Niente fu mai facile per Uderzo. Il padre (falegname veneto) e la madre (toscana) si erano conosciuti alla Spezia, dove le loro famiglie erano andate a lavorare, all’arsenale militare. La coppia emigrò in Francia, dove, nel 1927, nacque Alberto. Vivevano a Clichy-sous-Bois, ancora oggi periferia d’immigrati. Tolse la o dal suo nome «per fare più francese. Ho sofferto molto da piccolo dell’immagine che avevano gli italiani, i “macarons”: per i francesi venivano a rubare loro il pane». Con tutta la famiglia, francese lo divenne nel 1934, quando iniziò la pubblicazione del Journal de Mickey, Topolino. A lungo associato alla scuola franco-belga del fumetto, che ha imperversato per decenni sull’asse Parigi-Bruxelles, puntualizzava: «Sono gli americani che mi hanno insegnato a disegnare. Sono un prodotto del fumetto di Walt Disney».

Da ragazzo era destinato a fare il meccanico (sempre adorò le auto), ma a tredici anni si ritrovò a fare l’apprendista alla Spe (Société parisienne d’édition), editrice di giornali per bambini. Faceva di tutto, ma notarono la sua capacità a disegnare. Albert entrò nel giro. Una decina d’anni dopo, nel 1951, mentre lavorava a casa sua a Bobigny, un collega che non conosceva gli portò del materiale. Era Goscinny. All’istante nacque un legame profondo, nonostante fossero così diversi (Albert amava la campagna, René era un animale metropolitano). Nel 1951 Uderzo incontrò Ada Milani, nata in Italia, che sposò l’anno dopo: l’ha accompagnato fino alla fine.

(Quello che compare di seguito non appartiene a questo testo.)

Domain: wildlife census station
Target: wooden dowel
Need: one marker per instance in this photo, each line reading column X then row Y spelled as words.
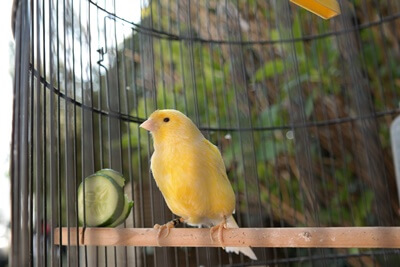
column 310, row 237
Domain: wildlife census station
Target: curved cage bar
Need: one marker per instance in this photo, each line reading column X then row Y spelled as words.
column 300, row 108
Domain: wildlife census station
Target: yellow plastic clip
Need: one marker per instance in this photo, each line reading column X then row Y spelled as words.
column 324, row 8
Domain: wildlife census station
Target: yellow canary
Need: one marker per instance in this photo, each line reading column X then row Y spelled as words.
column 191, row 174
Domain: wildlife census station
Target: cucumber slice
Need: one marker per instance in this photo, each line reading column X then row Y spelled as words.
column 125, row 213
column 104, row 200
column 116, row 176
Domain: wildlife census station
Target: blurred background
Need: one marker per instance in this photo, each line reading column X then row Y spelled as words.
column 300, row 108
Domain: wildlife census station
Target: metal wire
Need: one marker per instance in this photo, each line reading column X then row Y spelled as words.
column 299, row 107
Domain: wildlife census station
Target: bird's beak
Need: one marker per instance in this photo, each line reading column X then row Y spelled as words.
column 148, row 125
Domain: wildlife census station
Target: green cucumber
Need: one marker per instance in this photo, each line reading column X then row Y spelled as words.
column 104, row 200
column 125, row 212
column 118, row 177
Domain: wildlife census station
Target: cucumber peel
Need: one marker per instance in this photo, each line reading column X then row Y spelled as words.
column 125, row 212
column 116, row 176
column 105, row 202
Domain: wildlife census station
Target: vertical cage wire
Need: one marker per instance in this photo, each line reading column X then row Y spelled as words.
column 299, row 107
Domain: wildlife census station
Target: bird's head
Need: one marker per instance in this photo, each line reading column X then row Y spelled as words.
column 170, row 125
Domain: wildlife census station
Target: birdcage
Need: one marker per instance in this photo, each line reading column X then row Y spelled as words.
column 300, row 108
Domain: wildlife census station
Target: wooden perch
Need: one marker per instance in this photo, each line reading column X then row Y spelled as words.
column 310, row 237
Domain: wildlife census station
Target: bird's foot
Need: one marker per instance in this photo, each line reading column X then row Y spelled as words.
column 220, row 227
column 168, row 226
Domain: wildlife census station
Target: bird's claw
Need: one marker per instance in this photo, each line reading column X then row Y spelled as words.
column 167, row 226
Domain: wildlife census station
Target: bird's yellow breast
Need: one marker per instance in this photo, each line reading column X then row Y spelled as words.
column 193, row 181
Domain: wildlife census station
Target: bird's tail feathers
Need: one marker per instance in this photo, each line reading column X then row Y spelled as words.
column 231, row 223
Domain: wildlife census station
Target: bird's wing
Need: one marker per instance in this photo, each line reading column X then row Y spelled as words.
column 221, row 192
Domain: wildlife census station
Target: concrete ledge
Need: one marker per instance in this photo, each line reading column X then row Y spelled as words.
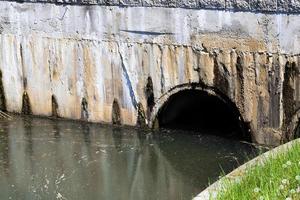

I due fumettisti collaborarono per alcuni anni, fino alla striscia originaria del loro fumetto fortunato, pubblicata sul primo numero della rivista Pilote, nell’ottobre 1959. Questa storia di Galli (protofrancesi) in lotta contro i Romani invasori è il frutto dell’immaginazione di due immigrati: Goscinny era di origini ebraico-polacche e aveva vissuto in Argentina. Più volte i politici hanno cercato di utilizzare Asterix in chiave nazionalistica. Ma lui, Uderzo, si è sempre ribellato. Alberto sapeva difendersi.